Si après méthanisation les digestats sont stabilisés au regard de la matière organique, ils représentent encore des flux conséquents car la masse d’eau n’a pas été réduite. L’épandage n’étant pas possible en continu, le stockage des digestats peut alors devenir un problème au regard des volumes à considérer.

Il a alors été envisagé des post-traitements pour concentrer la matière organique amendante, essentiellement dans les digestats sous forme particulaire.

I.1.4.1 Post-traitement du digestat par procédé de séparation solide/liquide

La séparation solide/liquide est une méthode efficace pour valoriser les digestats agricoles en permettant (i) la production d’une phase solide riche en éléments organiques amendants tout en réduisant potentiellement la génération d'odeurs (stripping de l’azote ammoniacal) et (ii) la concentration des composés azotés et autres composés solubles les plus fermentables dans une phase liquide (Garcia et al., 2009; Jørgensen et Jensen, 2009) utilisable en ferti-irrigation.

Les technologies les plus utilisées pour cette séparation sont la presse à vis (rétention des particules supérieures à 1 mm), la centrifugation (rétention des particules supérieures à 0,02 mm), les tamis vibrants, les tamis tangentiels, les pressoirs rotatifs, ainsi que la filtration sur sable et galets (Hills et Kemmerle, 1981; Burton, 2007; Jorgensen et Jensen, 2009; Kunz et al., 2009 ; Xia, 2012).
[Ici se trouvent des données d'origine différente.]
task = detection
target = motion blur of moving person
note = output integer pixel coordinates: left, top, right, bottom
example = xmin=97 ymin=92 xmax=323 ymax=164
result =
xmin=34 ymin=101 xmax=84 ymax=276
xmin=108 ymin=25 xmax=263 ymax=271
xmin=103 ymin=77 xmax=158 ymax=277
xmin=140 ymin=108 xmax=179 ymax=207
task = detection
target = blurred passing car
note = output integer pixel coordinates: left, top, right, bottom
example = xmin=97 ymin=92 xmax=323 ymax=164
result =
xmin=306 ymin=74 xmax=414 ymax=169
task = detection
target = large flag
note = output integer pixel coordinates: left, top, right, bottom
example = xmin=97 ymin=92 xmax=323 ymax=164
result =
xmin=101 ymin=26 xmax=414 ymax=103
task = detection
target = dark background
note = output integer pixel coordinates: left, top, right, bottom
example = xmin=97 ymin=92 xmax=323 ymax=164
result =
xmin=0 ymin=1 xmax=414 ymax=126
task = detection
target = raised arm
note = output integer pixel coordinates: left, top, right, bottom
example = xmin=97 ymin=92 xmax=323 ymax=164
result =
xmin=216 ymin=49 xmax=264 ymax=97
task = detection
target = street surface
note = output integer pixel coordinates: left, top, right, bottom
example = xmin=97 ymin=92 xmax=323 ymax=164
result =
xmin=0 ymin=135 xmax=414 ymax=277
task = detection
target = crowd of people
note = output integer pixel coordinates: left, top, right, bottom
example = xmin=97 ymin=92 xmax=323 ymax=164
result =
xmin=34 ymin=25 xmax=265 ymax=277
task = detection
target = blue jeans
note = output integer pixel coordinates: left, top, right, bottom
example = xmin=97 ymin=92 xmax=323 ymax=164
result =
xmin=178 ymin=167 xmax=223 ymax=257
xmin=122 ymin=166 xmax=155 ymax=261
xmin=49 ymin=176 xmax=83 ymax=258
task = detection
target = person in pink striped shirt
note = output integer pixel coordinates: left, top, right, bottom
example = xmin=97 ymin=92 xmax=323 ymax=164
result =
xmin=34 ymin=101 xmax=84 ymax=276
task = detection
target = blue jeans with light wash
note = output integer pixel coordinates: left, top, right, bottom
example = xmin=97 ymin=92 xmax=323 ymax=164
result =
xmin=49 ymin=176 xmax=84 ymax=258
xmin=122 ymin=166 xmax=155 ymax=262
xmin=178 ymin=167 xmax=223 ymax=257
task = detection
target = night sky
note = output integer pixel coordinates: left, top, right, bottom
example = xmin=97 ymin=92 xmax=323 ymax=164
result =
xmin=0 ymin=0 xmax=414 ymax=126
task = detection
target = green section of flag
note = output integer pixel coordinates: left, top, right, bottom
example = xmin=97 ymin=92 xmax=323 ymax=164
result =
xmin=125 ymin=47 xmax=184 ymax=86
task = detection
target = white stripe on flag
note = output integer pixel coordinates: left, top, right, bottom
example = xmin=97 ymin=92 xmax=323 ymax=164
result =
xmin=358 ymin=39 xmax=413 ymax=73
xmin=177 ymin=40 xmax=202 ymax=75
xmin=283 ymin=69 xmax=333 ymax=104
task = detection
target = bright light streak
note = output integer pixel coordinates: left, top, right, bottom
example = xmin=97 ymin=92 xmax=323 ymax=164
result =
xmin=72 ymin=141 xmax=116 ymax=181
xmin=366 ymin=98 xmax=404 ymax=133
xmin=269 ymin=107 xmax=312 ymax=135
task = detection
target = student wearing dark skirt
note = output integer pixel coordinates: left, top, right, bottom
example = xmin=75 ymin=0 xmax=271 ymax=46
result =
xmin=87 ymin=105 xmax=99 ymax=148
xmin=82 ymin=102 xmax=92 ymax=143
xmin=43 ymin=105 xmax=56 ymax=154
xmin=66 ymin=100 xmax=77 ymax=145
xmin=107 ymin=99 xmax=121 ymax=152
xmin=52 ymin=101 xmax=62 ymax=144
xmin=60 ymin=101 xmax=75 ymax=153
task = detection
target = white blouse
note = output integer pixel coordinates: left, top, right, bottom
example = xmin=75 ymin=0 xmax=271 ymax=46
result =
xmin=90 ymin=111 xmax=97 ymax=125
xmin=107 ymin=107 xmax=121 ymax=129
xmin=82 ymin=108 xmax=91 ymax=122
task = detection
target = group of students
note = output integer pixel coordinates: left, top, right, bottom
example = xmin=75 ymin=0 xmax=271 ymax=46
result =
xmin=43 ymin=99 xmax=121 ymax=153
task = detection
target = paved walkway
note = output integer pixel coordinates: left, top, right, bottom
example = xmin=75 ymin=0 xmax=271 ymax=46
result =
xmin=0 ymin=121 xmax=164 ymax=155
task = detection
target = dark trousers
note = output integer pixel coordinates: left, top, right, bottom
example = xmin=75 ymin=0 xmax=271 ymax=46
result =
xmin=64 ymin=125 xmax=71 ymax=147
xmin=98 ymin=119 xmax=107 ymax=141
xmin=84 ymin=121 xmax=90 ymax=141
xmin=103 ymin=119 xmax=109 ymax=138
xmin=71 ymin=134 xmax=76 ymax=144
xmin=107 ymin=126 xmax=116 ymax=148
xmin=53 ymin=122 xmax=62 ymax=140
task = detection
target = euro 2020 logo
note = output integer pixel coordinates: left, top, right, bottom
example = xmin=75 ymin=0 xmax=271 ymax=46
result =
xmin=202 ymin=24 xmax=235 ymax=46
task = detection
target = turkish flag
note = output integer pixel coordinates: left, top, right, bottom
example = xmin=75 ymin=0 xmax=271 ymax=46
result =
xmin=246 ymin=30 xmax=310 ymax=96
L’efficacité de séparation reste bien entendue très dépendante du type de procédé et des besoins en énergie associés mais aussi des caractéristiques du lisier. Pour un lisier brut de porc charcutier par exemple, le taux de rétention dans la phase solide de l’Azote et du Phosphore augmente respectivement de 8 à 20% et de 15 à 75% en utilisant une vis compacteuse ou une décanteuse-centrifuge. La taille et la densité des composés en suspension sont les deux critères déterminants d’une telle séparation, plus les composés sont grossiers et denses, plus leur rétention sera facile, soit par tamisage, soit par décantation, centrifuge ou non.